Do’s and Don’ts for Haemodialysis Patients

  • Patients with ESKD on maintenance haemodialysis need regular treatments, usually thrice weekly. Skipping or missing treatments are deleterious to health.
  • Haemodialysis patients have to observe proper dietary restrictions. Fluid, salt, potassium and phosphorous restriction have to be observed. Protein intake should be regulated upon the advice of the doctor or renal dietician. Ideally, weight gain between dialysis should be kept at 2 to 3 kgs. (4.4 to 6.6 lbs) only.
  • Malnutrition is common in patients on haemodialysis and leads to poorer outcomes. A referral to a dietician with the supervision of the doctor is necessary to maintain enough caloric and protein intake to maintain adequate nutrition.
  • Patients on maintenance haemodialysis may need to be supplemented with water-soluble vitamins like vitamins B and C. They should avoid over-the-counter multivitamins which may not contain some required vitamins, may contain inadequate levels of some required vitamins, or may contain vitamins that may be harmful for CKD patients such as vitamins A, E and K.
  • Calcium and vitamin D may be supplemented, depending on blood levels of calcium, phosphorus and parathyroid hormone.
  • Lifestyle changes are mandatory. General measures include smoking cessation, maintenance of ideal weight, regular exercise and limitation of alcohol intake.

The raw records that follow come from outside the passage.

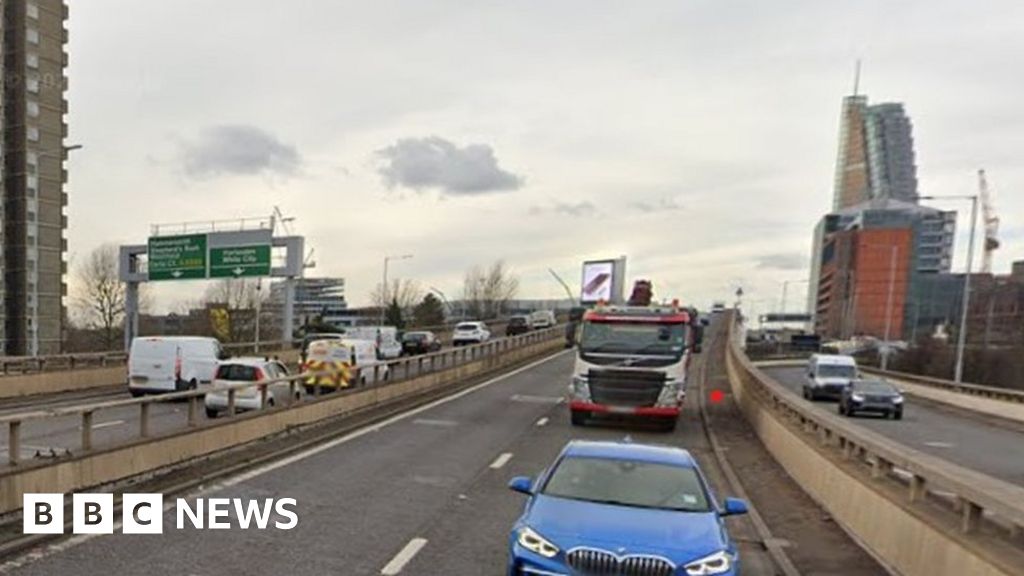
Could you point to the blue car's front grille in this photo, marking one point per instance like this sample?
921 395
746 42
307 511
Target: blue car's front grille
588 562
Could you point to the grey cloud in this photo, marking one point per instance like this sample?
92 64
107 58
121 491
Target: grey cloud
663 205
436 163
576 209
238 150
782 261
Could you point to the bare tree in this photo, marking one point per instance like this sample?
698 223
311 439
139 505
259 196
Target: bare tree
487 291
406 292
232 307
100 302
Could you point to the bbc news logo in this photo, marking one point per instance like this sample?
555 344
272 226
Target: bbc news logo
143 513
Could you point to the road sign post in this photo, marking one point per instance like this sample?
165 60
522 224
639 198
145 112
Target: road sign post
177 257
240 261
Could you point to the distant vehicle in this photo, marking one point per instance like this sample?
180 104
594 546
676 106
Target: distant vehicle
828 375
470 333
162 364
240 370
344 360
542 319
871 396
313 337
616 508
633 361
388 344
420 342
517 325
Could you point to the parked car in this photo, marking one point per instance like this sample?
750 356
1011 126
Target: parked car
388 344
313 337
470 333
162 364
341 362
517 325
605 507
256 370
420 342
542 319
828 375
871 396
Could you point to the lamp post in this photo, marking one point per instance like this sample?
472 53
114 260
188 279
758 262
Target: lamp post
384 301
966 300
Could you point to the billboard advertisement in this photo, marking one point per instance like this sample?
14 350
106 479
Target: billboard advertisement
598 281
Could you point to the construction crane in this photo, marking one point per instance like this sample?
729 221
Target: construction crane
990 220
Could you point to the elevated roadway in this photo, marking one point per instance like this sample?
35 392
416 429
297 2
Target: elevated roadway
971 440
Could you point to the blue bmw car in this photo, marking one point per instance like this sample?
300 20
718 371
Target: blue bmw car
606 508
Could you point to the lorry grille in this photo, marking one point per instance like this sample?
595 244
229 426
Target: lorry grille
588 562
626 387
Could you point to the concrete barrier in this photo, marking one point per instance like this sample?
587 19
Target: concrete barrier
137 457
909 526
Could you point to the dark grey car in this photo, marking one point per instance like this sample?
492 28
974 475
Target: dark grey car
871 396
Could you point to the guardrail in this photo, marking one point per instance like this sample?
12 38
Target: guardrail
992 393
397 370
981 503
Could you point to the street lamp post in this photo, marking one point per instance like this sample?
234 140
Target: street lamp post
966 300
384 301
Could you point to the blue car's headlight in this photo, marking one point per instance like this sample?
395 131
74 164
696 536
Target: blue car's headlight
718 563
534 542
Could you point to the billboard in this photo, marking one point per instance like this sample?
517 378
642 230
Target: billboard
602 280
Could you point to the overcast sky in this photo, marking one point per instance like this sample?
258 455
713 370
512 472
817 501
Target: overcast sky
697 137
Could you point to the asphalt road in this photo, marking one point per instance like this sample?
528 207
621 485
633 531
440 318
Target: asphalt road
436 477
42 439
961 438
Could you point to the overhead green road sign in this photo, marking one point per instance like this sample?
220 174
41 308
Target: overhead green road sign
177 257
239 261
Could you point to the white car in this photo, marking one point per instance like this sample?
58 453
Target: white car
160 364
542 319
470 333
239 370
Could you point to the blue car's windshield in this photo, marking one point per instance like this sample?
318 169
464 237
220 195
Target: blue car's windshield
628 483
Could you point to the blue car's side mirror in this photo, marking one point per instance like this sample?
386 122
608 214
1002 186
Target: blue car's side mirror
734 506
521 484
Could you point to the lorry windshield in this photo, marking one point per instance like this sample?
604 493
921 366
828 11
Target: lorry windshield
634 338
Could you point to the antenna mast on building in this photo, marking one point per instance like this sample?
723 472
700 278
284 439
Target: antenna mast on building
990 220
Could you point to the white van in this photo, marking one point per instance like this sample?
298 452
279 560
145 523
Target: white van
828 375
388 345
159 364
357 354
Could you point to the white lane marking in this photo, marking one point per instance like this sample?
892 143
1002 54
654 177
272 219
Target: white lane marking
42 552
108 424
525 398
403 557
501 461
429 422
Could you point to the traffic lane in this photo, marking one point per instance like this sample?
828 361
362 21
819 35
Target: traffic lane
967 441
471 536
358 502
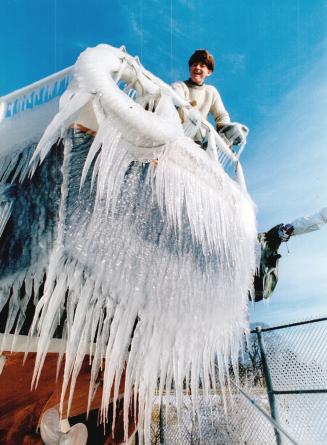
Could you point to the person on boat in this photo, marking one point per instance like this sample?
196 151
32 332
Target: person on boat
207 100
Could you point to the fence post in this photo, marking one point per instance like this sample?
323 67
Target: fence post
267 376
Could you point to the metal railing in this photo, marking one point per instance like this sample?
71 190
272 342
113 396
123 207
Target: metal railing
280 398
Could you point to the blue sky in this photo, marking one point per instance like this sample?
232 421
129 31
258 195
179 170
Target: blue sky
271 61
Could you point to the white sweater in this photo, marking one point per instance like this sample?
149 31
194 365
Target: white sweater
207 100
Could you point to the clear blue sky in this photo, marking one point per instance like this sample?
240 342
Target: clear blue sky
271 71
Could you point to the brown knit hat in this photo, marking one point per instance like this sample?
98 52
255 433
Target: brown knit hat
202 56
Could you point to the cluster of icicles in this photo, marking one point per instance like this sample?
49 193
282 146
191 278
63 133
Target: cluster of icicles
153 261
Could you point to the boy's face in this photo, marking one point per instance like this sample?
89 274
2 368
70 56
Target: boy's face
199 72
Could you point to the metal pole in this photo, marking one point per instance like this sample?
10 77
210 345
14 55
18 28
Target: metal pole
270 391
161 432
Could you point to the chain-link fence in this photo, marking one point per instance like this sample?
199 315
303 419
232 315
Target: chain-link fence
280 397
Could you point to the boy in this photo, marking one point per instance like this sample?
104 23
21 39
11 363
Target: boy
206 98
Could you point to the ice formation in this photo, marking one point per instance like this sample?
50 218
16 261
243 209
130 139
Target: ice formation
147 264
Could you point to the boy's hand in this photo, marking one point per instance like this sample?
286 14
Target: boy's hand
235 133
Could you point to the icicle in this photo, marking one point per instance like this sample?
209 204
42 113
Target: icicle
152 263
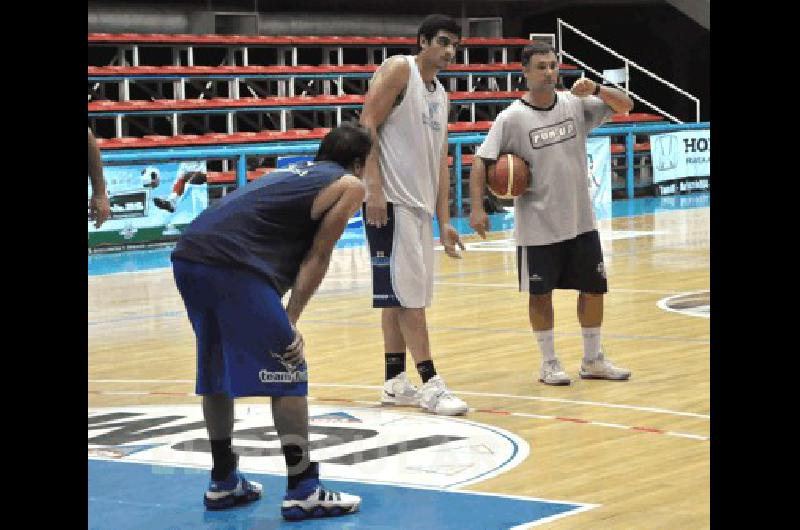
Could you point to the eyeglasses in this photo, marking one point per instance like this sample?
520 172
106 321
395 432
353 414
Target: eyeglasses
444 42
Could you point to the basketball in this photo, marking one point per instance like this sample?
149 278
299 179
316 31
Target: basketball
508 177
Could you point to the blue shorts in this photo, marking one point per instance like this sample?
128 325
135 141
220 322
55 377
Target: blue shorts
238 319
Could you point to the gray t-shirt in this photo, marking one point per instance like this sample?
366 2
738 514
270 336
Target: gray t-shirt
557 207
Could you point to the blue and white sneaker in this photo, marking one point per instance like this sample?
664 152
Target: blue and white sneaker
309 499
233 490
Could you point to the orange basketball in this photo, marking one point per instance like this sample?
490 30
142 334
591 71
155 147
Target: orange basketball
508 177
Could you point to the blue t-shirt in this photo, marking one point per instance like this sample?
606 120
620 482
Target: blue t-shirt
265 226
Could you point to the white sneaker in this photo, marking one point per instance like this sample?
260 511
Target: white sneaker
399 391
602 368
436 397
551 373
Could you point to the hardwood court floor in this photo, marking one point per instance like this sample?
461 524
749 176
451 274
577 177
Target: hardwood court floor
640 449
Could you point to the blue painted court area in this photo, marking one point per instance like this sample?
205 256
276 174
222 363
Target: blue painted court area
132 496
158 258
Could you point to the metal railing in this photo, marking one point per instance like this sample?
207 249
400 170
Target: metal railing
628 63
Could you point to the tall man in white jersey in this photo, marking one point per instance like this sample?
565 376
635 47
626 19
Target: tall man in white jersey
558 246
407 182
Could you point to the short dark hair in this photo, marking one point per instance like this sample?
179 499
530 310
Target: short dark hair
432 24
345 144
536 47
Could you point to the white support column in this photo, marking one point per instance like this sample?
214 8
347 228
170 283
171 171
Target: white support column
125 90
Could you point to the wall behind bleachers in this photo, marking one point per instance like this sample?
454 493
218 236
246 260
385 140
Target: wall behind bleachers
317 17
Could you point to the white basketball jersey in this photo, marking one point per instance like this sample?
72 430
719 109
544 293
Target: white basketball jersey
411 141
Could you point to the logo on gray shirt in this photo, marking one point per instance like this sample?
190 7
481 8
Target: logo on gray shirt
553 134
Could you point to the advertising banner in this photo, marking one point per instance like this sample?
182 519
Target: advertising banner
681 161
150 203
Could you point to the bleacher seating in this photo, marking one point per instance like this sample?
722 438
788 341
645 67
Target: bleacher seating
321 93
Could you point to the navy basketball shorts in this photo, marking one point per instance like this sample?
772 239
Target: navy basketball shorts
401 254
238 321
571 264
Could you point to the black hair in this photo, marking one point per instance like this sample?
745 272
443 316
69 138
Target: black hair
536 47
432 24
345 144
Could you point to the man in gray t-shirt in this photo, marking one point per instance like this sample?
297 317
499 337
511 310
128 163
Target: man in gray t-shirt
558 246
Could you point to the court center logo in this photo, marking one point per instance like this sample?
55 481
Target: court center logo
363 444
695 304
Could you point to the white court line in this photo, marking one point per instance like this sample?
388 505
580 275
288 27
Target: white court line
465 392
514 286
374 404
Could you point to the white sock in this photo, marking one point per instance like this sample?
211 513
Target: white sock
591 343
546 344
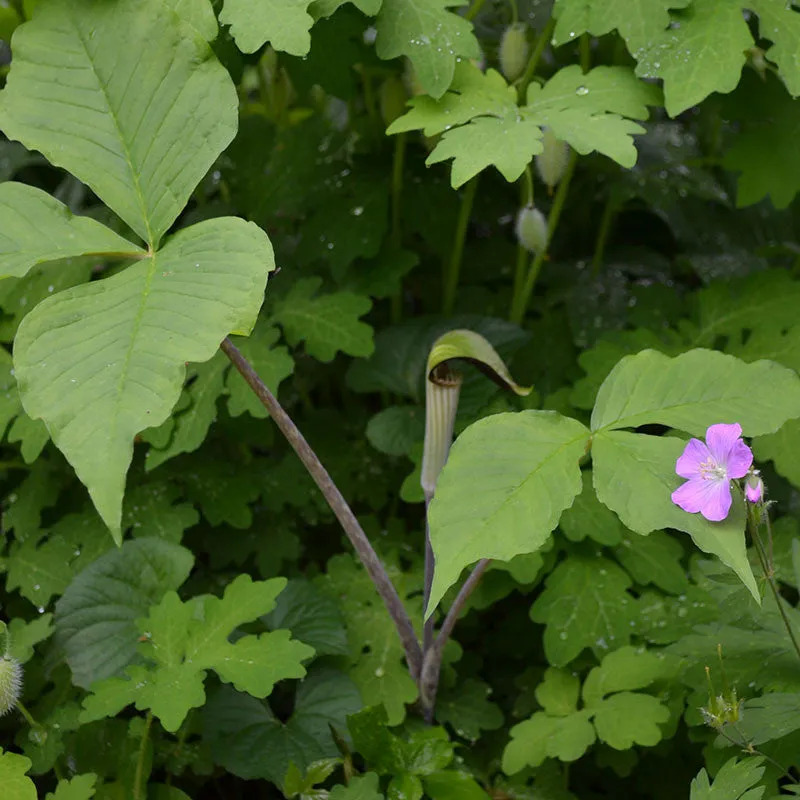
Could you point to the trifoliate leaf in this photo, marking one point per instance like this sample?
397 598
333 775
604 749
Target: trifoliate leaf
363 787
272 364
502 491
95 619
764 155
629 718
327 323
587 516
248 740
543 736
634 475
81 787
308 613
183 640
639 22
89 121
584 604
16 784
38 228
733 781
192 423
468 710
655 559
286 25
694 390
432 37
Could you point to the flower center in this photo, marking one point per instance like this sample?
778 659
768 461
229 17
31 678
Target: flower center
711 471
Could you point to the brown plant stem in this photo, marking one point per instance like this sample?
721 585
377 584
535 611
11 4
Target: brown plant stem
432 665
364 550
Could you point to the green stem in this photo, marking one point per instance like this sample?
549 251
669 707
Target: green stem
139 774
770 578
606 223
452 270
521 299
396 235
533 61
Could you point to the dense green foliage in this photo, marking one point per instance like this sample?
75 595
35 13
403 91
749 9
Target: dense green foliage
603 194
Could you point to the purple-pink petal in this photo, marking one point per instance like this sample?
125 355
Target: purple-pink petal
721 440
711 498
740 460
694 454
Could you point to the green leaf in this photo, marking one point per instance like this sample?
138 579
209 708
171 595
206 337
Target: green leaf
502 491
543 736
249 741
432 37
468 710
81 787
639 22
584 604
629 718
655 559
634 475
95 619
695 390
192 424
308 613
704 54
16 784
326 323
781 448
38 228
587 516
764 155
131 325
186 639
364 787
626 669
273 365
141 140
732 782
285 24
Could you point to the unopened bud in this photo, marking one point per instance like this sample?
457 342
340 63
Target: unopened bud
513 54
531 229
10 683
551 163
754 488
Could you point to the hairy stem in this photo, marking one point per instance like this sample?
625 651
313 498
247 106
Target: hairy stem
432 665
521 299
138 776
770 578
452 270
352 528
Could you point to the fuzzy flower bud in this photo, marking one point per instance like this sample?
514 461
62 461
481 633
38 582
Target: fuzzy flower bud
551 163
513 54
10 683
754 488
531 229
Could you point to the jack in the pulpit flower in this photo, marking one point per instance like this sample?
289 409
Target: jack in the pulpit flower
709 468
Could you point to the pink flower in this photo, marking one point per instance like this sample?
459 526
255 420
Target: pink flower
710 466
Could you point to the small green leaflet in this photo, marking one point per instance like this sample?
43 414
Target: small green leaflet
707 48
184 640
16 784
326 322
733 781
638 21
506 482
590 111
430 35
285 24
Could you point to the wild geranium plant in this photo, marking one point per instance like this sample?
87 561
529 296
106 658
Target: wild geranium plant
267 273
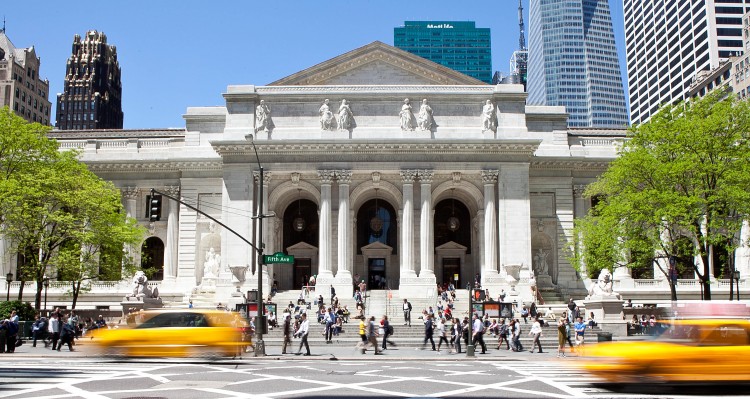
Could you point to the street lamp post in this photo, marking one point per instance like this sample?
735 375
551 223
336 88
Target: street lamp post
46 286
737 279
8 280
260 320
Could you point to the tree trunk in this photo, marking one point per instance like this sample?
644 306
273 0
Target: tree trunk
76 291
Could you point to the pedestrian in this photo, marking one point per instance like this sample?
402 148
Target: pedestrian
561 337
387 332
457 334
372 336
536 333
478 333
39 329
407 312
442 334
580 328
428 330
330 320
287 330
67 334
301 333
503 334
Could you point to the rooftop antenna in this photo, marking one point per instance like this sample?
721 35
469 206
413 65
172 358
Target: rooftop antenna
521 38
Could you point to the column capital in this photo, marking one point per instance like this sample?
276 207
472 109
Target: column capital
578 190
174 191
426 175
326 176
408 175
130 192
344 176
489 176
266 177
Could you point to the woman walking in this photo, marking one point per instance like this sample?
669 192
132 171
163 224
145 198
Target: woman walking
562 336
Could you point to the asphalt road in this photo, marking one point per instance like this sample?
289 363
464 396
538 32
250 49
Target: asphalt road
334 373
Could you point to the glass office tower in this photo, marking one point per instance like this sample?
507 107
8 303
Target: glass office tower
460 46
573 62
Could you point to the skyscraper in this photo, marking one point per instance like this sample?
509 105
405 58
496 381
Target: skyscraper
668 42
573 62
92 96
458 45
21 89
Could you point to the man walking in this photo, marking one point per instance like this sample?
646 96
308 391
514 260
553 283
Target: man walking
387 332
536 333
287 329
428 329
478 331
372 336
407 313
302 331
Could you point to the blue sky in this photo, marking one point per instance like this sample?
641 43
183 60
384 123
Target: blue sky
176 54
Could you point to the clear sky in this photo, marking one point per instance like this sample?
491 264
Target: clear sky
176 54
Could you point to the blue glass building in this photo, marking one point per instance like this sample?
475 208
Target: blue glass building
460 46
573 62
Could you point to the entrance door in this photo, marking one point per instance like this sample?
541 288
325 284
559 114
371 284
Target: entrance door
376 273
451 269
301 273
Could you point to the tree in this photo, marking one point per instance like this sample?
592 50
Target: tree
62 217
685 173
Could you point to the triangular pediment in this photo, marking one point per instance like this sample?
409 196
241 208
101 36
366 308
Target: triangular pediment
377 64
451 246
300 246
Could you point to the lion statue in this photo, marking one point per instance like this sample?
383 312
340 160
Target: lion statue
141 288
603 286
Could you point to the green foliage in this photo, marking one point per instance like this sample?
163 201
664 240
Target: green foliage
24 309
685 174
62 214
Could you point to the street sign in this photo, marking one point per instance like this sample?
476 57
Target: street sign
278 257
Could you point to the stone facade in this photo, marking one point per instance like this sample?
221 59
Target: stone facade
413 208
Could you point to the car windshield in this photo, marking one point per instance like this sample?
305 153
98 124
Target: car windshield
724 334
164 320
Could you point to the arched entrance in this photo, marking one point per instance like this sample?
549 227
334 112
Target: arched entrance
300 233
152 258
452 242
376 223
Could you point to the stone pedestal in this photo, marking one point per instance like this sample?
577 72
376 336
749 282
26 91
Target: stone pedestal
137 304
604 308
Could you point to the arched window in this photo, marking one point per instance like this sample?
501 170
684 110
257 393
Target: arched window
152 258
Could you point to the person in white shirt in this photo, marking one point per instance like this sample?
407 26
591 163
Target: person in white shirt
478 331
536 332
301 332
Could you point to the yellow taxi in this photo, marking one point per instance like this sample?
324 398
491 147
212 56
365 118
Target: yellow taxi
176 333
688 350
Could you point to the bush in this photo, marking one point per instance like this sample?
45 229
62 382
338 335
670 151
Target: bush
24 309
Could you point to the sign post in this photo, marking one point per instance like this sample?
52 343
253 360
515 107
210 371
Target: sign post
278 257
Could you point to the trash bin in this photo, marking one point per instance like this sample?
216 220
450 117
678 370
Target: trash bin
604 336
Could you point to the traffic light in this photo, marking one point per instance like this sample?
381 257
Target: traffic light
154 207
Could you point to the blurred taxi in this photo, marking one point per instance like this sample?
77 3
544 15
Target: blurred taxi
179 332
688 350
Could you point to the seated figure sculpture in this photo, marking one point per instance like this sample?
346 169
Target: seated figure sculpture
602 288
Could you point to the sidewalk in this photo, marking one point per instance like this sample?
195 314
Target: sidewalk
319 352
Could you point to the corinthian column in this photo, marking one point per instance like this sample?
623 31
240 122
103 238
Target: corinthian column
324 229
426 229
343 280
489 268
170 252
407 225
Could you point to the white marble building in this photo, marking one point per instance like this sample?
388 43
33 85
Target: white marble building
359 184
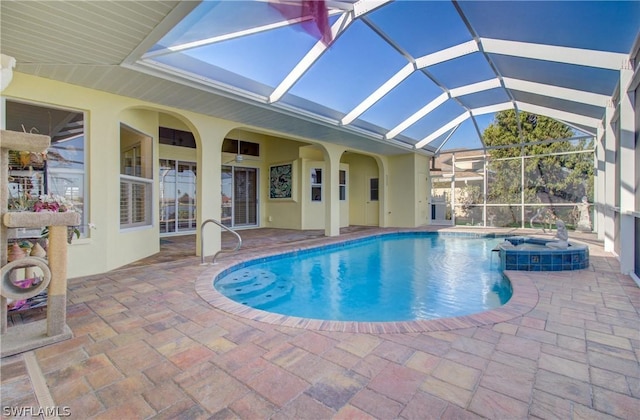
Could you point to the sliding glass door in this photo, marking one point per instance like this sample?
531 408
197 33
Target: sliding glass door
177 196
239 196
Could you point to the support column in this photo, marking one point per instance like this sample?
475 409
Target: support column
332 157
610 180
57 292
627 174
600 180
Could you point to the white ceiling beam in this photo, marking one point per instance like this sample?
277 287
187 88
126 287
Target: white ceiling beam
415 117
558 114
447 54
475 87
307 61
579 56
379 93
492 108
229 36
362 7
450 125
557 92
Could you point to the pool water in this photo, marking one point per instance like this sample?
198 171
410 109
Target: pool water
397 277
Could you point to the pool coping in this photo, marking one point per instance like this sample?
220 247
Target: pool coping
524 298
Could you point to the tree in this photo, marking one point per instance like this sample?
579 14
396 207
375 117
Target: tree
554 170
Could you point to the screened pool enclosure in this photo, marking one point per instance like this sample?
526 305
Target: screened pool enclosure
380 78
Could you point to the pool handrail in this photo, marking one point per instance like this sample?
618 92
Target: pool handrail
222 226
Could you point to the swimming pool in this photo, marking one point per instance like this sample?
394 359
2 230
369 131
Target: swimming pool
393 277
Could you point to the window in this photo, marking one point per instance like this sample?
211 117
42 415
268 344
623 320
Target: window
316 184
373 189
63 172
239 147
136 178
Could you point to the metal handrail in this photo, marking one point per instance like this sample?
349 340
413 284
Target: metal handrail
213 261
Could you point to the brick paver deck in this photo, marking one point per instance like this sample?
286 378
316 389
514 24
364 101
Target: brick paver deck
147 345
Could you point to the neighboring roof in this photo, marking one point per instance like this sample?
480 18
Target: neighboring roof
400 75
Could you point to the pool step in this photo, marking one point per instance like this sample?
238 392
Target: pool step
244 277
253 287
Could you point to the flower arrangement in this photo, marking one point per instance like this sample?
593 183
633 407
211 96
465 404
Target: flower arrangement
52 203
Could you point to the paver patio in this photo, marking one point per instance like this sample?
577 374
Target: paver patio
146 345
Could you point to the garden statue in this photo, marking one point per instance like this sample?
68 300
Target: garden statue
584 223
562 236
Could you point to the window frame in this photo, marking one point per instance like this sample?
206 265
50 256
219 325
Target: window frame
128 182
316 186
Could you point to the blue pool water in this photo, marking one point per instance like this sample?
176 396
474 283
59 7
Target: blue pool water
397 277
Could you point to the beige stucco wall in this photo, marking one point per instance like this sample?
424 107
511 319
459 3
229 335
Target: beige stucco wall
408 190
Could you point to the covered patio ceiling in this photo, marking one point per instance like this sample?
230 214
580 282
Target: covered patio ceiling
391 76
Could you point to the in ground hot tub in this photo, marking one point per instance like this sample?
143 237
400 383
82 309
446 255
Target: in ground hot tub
533 254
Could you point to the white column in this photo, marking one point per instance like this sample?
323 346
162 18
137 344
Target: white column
600 183
610 179
628 167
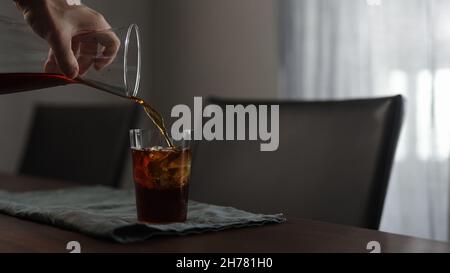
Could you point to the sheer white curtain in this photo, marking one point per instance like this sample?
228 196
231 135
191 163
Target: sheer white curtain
366 48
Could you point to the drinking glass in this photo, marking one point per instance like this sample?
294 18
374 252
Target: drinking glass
161 176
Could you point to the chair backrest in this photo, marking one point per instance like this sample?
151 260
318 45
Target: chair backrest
333 162
84 144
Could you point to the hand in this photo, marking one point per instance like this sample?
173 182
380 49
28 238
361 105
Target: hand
79 37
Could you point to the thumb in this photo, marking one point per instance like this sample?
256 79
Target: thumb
62 49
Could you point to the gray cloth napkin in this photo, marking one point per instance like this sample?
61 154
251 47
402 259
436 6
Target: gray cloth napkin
108 213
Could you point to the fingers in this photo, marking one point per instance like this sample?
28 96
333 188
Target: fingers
51 65
61 45
111 45
88 53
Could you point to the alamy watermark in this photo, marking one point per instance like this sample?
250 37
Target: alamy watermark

The main disadvantage of haemodialysis is the need to visit a centre three times a week.

When to contact a doctor?

When should a patient on haemodialysis consult a dialysis nurse or doctor?

The patient on haemodialysis should immediately consult a dialysis nurse or doctor in cases of :

  • Bleeding from AV fistula site or catheter site.
  • Disappearance or absence of vibration, bruit or thrill in the AV fistula.
  • Unexpected weight gain, significant swelling or breathlessness.
  • Chest pain, very slow or fast heart rate.
  • Development of severe high blood pressure or low blood pressure.
  • Confusion, drowsiness, unconsciousness or convulsions.
  • Fever, chills, severe vomiting, vomiting of blood or severe weakness.

In patients with haemodialysis restriction of fluids and salt is essential to control weight gain between two dialysis.